Costs Memorandum Following Voluntary Dismissal: Court Of Appeal Determines No Proposed Judgment Needs To Be Additionally Filed

First District, Division 3 Disagrees With Weil & Brown Treatise Commentary.

     After plaintiff voluntarily dismissed her action, two defendants timely filed cost memoranda, but did not submit proposed judgments in addition to the memoranda. Plaintiff argued that the failure to submit these extra proposed judgments barred recovery of costs based primarily on a commentary found in Weil & Brown’s venerable “Civil Procedure Before Trial” practice treatise published by The Rutter Group. The trial court rejected the notion that the failure to file the proposed judgment document rendered meaningless the costs memorandum, approving the two cost bills after taxing a few items. Plaintiff, still disgruntled, appealed.

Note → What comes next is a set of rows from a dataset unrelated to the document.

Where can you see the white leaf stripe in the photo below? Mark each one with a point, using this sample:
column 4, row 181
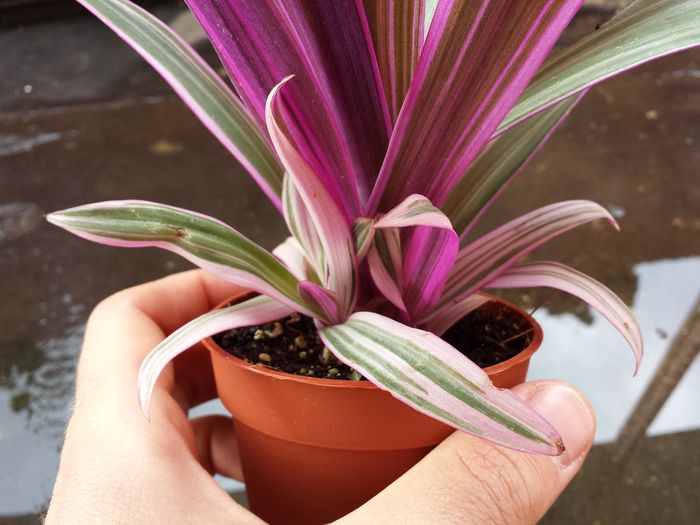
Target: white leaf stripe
column 327, row 218
column 205, row 241
column 200, row 87
column 647, row 29
column 415, row 210
column 255, row 311
column 598, row 296
column 483, row 258
column 496, row 167
column 458, row 393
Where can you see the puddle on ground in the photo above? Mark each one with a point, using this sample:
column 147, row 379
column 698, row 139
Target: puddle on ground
column 123, row 135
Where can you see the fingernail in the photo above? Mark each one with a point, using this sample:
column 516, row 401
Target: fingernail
column 569, row 412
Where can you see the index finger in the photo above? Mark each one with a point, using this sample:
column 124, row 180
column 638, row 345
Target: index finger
column 125, row 327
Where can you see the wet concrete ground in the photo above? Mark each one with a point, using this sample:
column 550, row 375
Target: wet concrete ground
column 83, row 119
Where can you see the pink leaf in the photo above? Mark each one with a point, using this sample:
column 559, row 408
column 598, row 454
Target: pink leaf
column 598, row 296
column 427, row 373
column 333, row 231
column 476, row 61
column 492, row 254
column 255, row 311
column 327, row 46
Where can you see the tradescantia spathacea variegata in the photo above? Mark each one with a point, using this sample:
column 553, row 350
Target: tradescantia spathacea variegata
column 382, row 130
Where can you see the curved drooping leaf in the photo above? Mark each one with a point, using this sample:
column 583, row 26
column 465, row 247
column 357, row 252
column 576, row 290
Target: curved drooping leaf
column 397, row 35
column 482, row 260
column 333, row 231
column 385, row 265
column 498, row 165
column 646, row 30
column 255, row 311
column 428, row 250
column 598, row 296
column 198, row 86
column 302, row 226
column 424, row 371
column 207, row 242
column 478, row 57
column 336, row 110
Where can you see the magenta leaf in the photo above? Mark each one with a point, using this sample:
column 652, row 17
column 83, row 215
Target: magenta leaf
column 428, row 251
column 335, row 109
column 477, row 59
column 338, row 274
column 198, row 86
column 500, row 164
column 397, row 33
column 557, row 275
column 427, row 373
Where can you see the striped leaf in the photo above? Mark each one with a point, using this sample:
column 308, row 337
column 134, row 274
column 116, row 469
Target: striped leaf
column 559, row 276
column 498, row 165
column 253, row 312
column 492, row 254
column 207, row 242
column 397, row 33
column 415, row 210
column 292, row 256
column 425, row 372
column 478, row 57
column 337, row 112
column 363, row 233
column 385, row 265
column 198, row 86
column 646, row 30
column 337, row 245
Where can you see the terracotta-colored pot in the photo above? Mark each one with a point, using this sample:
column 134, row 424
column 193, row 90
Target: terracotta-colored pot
column 313, row 449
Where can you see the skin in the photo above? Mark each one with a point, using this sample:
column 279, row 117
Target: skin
column 118, row 468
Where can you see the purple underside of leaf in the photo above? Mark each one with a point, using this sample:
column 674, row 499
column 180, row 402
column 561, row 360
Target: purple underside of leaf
column 493, row 253
column 428, row 246
column 253, row 312
column 292, row 256
column 425, row 372
column 384, row 261
column 477, row 59
column 398, row 34
column 333, row 232
column 327, row 46
column 556, row 275
column 428, row 256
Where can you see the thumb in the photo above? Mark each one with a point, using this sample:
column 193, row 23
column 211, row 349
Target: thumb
column 469, row 480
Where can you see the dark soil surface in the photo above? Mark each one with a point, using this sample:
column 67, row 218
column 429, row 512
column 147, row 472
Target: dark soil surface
column 487, row 336
column 490, row 335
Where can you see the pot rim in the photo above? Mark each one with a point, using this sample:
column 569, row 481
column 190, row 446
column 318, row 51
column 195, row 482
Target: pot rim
column 212, row 346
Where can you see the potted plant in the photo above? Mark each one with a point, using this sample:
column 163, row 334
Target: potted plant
column 382, row 131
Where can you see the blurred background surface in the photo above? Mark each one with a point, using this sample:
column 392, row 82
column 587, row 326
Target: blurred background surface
column 83, row 118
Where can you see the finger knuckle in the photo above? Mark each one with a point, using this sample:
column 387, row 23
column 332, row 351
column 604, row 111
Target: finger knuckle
column 495, row 486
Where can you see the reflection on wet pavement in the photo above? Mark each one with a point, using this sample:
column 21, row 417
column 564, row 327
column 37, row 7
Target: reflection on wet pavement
column 83, row 119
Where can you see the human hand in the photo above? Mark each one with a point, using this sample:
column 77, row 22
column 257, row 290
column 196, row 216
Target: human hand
column 117, row 467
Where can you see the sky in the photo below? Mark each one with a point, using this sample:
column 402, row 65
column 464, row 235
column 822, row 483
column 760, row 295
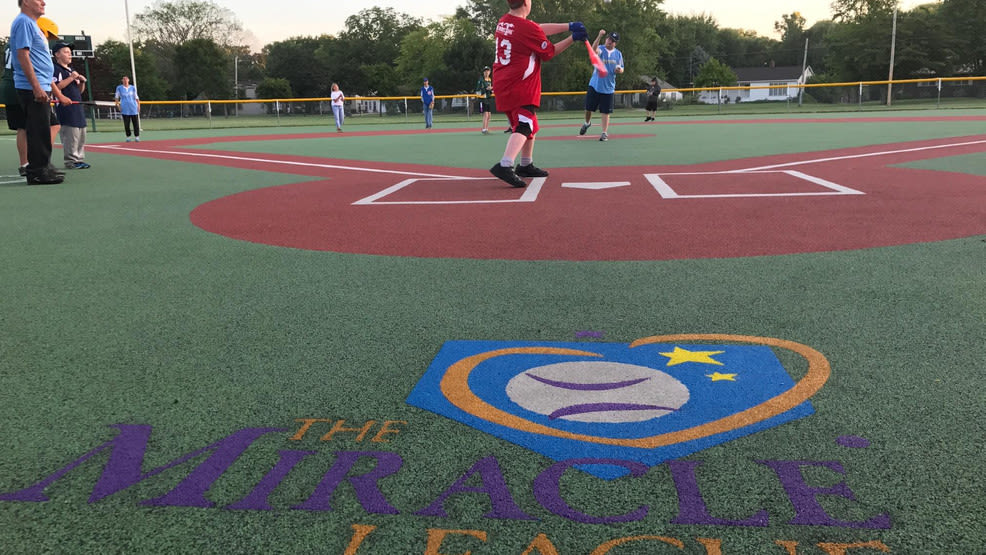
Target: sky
column 268, row 22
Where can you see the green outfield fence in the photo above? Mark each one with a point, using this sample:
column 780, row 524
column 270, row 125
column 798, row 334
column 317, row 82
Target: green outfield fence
column 945, row 92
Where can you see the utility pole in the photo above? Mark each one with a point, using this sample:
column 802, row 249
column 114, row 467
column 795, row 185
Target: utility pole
column 893, row 47
column 133, row 66
column 804, row 66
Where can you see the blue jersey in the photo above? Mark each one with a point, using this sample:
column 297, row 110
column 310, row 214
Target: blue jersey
column 427, row 95
column 612, row 60
column 25, row 33
column 128, row 99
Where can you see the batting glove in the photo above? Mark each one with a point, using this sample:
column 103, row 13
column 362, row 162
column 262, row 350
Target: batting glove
column 578, row 30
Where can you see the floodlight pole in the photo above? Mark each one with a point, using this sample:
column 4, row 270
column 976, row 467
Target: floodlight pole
column 893, row 47
column 804, row 80
column 130, row 42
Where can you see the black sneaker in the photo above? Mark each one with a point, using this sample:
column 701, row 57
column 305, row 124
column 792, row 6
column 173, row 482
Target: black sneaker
column 45, row 178
column 530, row 170
column 507, row 175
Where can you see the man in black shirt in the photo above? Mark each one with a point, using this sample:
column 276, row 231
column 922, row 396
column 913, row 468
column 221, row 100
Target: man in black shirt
column 72, row 116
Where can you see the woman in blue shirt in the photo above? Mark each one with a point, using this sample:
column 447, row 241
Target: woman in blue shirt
column 428, row 101
column 128, row 103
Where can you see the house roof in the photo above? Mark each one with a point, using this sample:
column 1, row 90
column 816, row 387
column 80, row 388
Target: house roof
column 660, row 82
column 779, row 73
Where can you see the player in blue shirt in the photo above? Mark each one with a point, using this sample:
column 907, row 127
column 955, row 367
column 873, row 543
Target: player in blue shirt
column 601, row 89
column 33, row 70
column 428, row 101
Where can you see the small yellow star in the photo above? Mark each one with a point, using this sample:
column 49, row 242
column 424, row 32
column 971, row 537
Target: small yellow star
column 680, row 355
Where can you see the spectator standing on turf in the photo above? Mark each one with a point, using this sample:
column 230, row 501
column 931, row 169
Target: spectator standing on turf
column 33, row 69
column 653, row 95
column 521, row 46
column 338, row 106
column 484, row 91
column 601, row 89
column 428, row 101
column 128, row 103
column 71, row 115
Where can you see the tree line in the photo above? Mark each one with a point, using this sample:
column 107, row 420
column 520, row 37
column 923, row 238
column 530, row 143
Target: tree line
column 191, row 49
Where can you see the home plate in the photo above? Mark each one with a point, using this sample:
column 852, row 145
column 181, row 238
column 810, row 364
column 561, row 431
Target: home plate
column 597, row 185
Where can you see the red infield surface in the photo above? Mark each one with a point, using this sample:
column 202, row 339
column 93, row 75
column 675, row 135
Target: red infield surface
column 837, row 200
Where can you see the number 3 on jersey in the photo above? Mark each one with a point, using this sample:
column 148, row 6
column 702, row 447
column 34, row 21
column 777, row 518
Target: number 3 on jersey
column 503, row 48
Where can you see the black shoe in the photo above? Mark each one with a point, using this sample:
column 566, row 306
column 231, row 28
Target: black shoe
column 507, row 175
column 530, row 170
column 45, row 178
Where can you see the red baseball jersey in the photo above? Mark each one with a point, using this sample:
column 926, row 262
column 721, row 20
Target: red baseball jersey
column 521, row 46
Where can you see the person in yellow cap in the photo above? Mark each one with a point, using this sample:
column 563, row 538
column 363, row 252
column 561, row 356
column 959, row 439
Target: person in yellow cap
column 8, row 96
column 33, row 71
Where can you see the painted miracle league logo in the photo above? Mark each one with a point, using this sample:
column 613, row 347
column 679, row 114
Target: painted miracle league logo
column 607, row 409
column 648, row 402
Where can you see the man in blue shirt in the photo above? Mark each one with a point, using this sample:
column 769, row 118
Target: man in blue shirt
column 601, row 89
column 128, row 103
column 33, row 70
column 428, row 101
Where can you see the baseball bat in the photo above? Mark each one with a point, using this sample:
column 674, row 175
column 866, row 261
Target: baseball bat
column 596, row 62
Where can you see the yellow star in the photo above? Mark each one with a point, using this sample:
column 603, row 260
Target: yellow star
column 680, row 355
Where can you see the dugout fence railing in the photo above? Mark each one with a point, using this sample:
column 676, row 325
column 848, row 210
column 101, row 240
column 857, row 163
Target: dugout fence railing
column 931, row 93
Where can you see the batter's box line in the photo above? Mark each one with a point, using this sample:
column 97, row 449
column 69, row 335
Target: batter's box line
column 530, row 193
column 834, row 189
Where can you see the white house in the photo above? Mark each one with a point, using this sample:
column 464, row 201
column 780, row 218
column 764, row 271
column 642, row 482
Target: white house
column 770, row 84
column 782, row 80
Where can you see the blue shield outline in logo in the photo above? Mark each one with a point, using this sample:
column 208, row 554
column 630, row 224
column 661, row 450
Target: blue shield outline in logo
column 648, row 401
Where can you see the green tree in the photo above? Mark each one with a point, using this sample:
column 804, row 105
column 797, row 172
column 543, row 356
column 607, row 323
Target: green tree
column 112, row 61
column 715, row 74
column 372, row 37
column 309, row 64
column 274, row 87
column 176, row 22
column 965, row 21
column 203, row 70
column 791, row 28
column 689, row 39
column 450, row 53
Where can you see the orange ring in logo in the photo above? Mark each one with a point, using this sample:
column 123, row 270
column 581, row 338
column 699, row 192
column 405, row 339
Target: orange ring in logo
column 455, row 387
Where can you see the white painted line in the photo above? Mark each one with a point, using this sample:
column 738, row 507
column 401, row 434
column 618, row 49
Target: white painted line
column 531, row 193
column 852, row 156
column 825, row 183
column 597, row 186
column 661, row 186
column 666, row 191
column 280, row 162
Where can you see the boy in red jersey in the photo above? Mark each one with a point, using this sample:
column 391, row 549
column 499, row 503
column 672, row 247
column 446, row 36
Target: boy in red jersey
column 521, row 46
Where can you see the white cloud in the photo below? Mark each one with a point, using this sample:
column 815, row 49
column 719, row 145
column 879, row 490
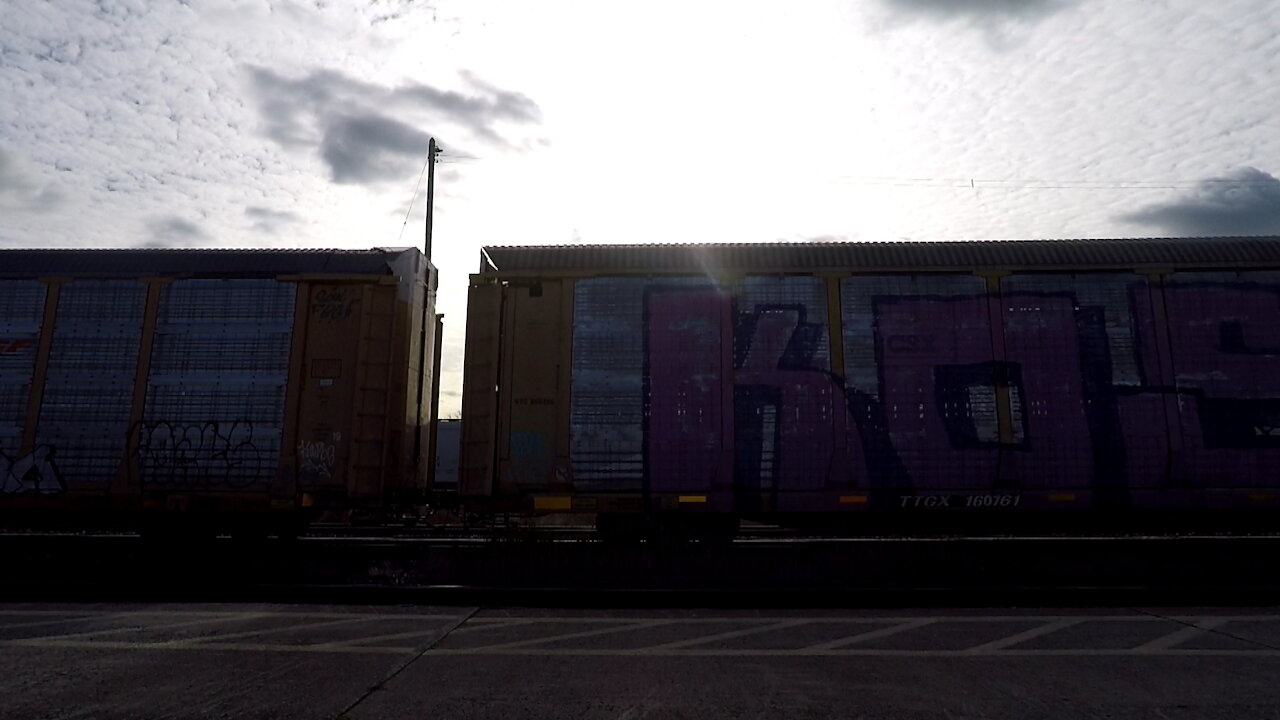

     The First District, Division 3, in Fries v. Rite Aid Corporation, Case No. A120488 (Apr. 22, 2009) (certified for partial publication), affirmed the costs judgment. California Rules of Court, rule 3.1700 plainly states that a costs memorandum must be served and filed within 15 days after, among other things, service of written notice of entry of judgment or dismissal. That was plain enough to show that the entry of the dismissal triggered the time to file a cost memorandum, with no authority supporting the view “that a voluntarily dismissed defendant must file a proposed judgment of dismissal together with the memorandum of costs.” (Slip Opn., at p. 5.)

     Plaintiff primarily argued that a contrary commentary from Weil & Brown’s civil practice treatise dictated otherwise, but the appellate panel showed why the commentary was unpersuasive. (BLOG OBSERVATION—This treatise is a tremendous resource, but demonstrates that courts will not follow it if convinced that it happens to be in error. However, co-contributors Marc and Mike do reiterate it is a great resource for use by California litigators.)

     In an unpublished portion of the opinion, the Court of Appeal did reverse two discovery orders entered after voluntary dismissal of the action by plaintiff. Even though a discovery law-and-motion tentative was against plaintiff, she did dismiss before the gavel came down and the orders were signed. The dismissal divested the trial court of jurisdiction to act, except to adjudicate costs/fees issues. Fries distinguished exceptions to this general rule as involving “determinative adjudications,” such adverse summary judgment rulings or terminating sanctions adjudications (merit-based determinations versus the interim discovery orders involved in the case before it).